The commission’s size and composition remain uncertain, but it will “most likely have Xi as the chair,” says Cong Cao, a science policy scholar at the University of Nottingham’s campus in Ningbo, China. The involvement of the CPC signals that “science and technology have become one of the [nation’s] most critical issues, given rising tensions between China and the U.S.,” Cao says.

MOST is likely to retain an important role as the body that will execute the commission’s policy directives, Suttmeier says.

Notably, MOST will still manage China’s National Natural Science Foundation, which provides grants to small groups of researchers working on fundamental topics. “China has not been quiet about its struggles to improve in more basic and foundational science,” Weinstein says.
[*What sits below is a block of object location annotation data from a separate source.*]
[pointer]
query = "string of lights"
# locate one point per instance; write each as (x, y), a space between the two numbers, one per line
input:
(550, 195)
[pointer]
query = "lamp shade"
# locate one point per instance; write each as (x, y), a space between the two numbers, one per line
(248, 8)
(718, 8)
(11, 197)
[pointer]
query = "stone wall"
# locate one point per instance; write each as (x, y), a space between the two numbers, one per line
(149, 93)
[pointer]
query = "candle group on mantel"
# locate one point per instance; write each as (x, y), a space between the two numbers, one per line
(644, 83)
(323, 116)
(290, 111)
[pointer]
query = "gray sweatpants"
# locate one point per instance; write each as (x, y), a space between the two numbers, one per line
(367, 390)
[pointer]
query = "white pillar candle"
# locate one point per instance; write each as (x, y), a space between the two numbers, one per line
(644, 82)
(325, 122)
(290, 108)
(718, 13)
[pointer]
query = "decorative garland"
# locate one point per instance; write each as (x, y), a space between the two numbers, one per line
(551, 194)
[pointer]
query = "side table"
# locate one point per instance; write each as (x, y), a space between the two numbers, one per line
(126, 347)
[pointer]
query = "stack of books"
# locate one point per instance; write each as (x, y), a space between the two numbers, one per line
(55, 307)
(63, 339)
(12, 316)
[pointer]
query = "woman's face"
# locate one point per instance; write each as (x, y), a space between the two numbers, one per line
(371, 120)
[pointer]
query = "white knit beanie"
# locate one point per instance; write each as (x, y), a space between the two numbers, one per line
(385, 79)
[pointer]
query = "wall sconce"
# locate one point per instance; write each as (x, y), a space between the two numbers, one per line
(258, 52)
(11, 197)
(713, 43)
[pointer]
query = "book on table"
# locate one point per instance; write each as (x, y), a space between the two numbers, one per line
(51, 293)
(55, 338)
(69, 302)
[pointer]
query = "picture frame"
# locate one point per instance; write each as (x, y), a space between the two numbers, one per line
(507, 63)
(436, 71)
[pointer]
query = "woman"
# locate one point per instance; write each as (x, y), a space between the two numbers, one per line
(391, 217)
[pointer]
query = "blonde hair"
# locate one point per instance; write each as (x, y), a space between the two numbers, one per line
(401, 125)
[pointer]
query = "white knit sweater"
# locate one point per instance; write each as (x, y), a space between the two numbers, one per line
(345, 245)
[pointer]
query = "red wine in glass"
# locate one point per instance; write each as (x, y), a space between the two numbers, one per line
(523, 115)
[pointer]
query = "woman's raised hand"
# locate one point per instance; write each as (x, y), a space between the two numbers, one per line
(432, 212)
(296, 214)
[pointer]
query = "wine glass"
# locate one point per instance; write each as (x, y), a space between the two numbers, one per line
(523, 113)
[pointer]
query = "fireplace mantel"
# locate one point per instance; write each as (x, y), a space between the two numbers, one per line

China’s total R&D expenditures rose 10.4% in 2022 to 3.1 trillion yuan ($448 billion), with support for basic research up 7.4% to 195.1 billion yuan. Spending on basic research has doubled in five years, and China has set a goal of raising that ratio to 8% by 2025. Even if China meets that goal, it would still lag behind the United States, where 17% of total research spending went to basic work in 2019.

According to Zhiqiang Shen, director of the Shanghai Astronomical Observatory, China is likely to set a new and higher basic research spending target for 2035. Although no precise number has been established yet, he says, “I am quite confident that China will strengthen basic research in general.”

He continues by saying that the rise in scientific research funding in China has already “ushered in unprecedented opportunities” in astronomy and other fields where an immediate financial reward is unlikely.

Some believe that the reorganisation will give China’s diverse network of research institutions a chance to demand greater autonomy. IHEP director Yifang Wang says, “I am calling on the government to give more money to organisations like the Institute of High Energy Physics [IHEP] so that we can decide what to do. In spite of the focus on independence, he also predicts that “international collaboration will not be affected.”

For instance, international workshops on the proposed Circular Electron Positron Collider, which were put on hold due to the COVID-19 pandemic, drew participation from groups from other nations. According to Wang, IHEP will soon resume hosting these workshops.

The reorganization of Chinese research is likely to face challenges, such as individual ministries setting their own agendas and limited private sector investment.

Simon believes the effort will help focus resources, improve cooperation between national labs and industry, and create better evaluation mechanisms. However, it remains to be seen if the new arrangement can produce a better scorecard when China places big bets in the race for greater sci and tech self-reliance.